Para me ajudar aproveitei o magnífico texto de Hakim Bey (pseudônimo de Peter Lamborn Wilson, historiador, escritor e poeta, pesquisador do Sufismo bem como da organização social dos Piratas do século XVII, teórico libertário cujos escritos causaram grande impacto no movimento anarquista das últimas décadas do século XX e início do século XXI).

Antes de ler o texto é preciso considerar que Bey se refere ao movimento de pessoas aos lugares turísticos, que, por definição, chamam-se turistas, mas que, entretanto, o fazem com total superficialidade e sem, de fato, absorver ou aprender algo. Viajam por viajar. Viajam para consumir o diferente. Viajam, apenas, para consumir.

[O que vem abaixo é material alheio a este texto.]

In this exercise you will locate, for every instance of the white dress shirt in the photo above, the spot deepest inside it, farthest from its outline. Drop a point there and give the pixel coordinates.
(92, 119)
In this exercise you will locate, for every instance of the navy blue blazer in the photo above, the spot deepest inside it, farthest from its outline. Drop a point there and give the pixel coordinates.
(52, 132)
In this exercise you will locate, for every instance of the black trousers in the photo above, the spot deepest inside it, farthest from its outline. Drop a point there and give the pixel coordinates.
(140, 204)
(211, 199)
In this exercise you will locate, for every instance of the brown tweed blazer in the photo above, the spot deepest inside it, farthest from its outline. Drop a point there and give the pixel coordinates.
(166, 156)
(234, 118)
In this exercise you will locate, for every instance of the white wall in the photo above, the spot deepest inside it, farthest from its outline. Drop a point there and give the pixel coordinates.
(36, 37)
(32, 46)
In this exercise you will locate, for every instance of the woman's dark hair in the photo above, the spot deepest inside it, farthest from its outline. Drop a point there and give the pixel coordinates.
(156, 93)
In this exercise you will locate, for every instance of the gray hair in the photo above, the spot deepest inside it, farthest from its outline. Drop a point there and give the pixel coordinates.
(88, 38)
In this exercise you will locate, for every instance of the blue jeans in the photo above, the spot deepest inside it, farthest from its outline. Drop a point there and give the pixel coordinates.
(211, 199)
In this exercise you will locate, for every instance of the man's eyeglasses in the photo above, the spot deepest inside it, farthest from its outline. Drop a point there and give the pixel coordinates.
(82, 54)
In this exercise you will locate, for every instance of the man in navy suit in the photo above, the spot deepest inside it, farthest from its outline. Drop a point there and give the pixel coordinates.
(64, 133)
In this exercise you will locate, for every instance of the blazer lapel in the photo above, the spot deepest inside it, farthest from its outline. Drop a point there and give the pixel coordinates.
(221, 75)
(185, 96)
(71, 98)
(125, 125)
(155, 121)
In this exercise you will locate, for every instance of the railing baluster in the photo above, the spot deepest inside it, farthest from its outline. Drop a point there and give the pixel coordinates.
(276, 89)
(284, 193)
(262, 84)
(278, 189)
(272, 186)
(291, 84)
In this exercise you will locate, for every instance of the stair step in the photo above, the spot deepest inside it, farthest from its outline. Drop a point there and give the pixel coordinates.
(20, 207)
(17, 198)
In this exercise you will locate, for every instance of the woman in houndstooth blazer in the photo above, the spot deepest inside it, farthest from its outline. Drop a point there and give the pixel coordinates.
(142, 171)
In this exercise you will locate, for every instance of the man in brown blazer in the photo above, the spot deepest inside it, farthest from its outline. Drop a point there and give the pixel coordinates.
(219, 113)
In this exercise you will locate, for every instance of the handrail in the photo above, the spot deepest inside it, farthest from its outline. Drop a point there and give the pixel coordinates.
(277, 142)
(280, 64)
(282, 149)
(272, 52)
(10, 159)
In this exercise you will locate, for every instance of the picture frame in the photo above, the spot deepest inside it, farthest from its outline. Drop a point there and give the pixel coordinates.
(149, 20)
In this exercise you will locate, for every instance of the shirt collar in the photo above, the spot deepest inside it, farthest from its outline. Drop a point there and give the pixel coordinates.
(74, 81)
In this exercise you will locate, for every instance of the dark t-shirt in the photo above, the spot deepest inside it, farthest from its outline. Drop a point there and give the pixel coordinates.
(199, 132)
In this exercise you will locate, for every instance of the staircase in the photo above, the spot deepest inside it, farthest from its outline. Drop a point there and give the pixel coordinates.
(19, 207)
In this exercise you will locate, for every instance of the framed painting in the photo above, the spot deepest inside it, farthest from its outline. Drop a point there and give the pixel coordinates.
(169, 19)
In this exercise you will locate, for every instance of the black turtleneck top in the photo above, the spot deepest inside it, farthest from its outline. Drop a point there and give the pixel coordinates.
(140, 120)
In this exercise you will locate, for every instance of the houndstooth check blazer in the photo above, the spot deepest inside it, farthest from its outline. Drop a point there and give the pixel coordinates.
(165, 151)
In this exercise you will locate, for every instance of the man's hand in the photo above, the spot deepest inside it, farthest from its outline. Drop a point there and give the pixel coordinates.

O texto é belíssimo e reflete a realidade contemporânea de um turismo corrosivo, ou seja, aquele que permite ao turista levar um pouco sem trazer de volta. É um caminho sem volta. É a falta de sustentabilidade cultural. É a perda da essência do lugar de tantas idas e vindas de milhares de pessoas que mal sabem onde estão - e porque estão ali. Ressalto que o autor fala muito sobre religião (Islã) e faz uso de muitas analogias para nos fazer compreender a problemática, sem embargo, o que devemos nos atentar é na mensagem transmitida por meio desses valores.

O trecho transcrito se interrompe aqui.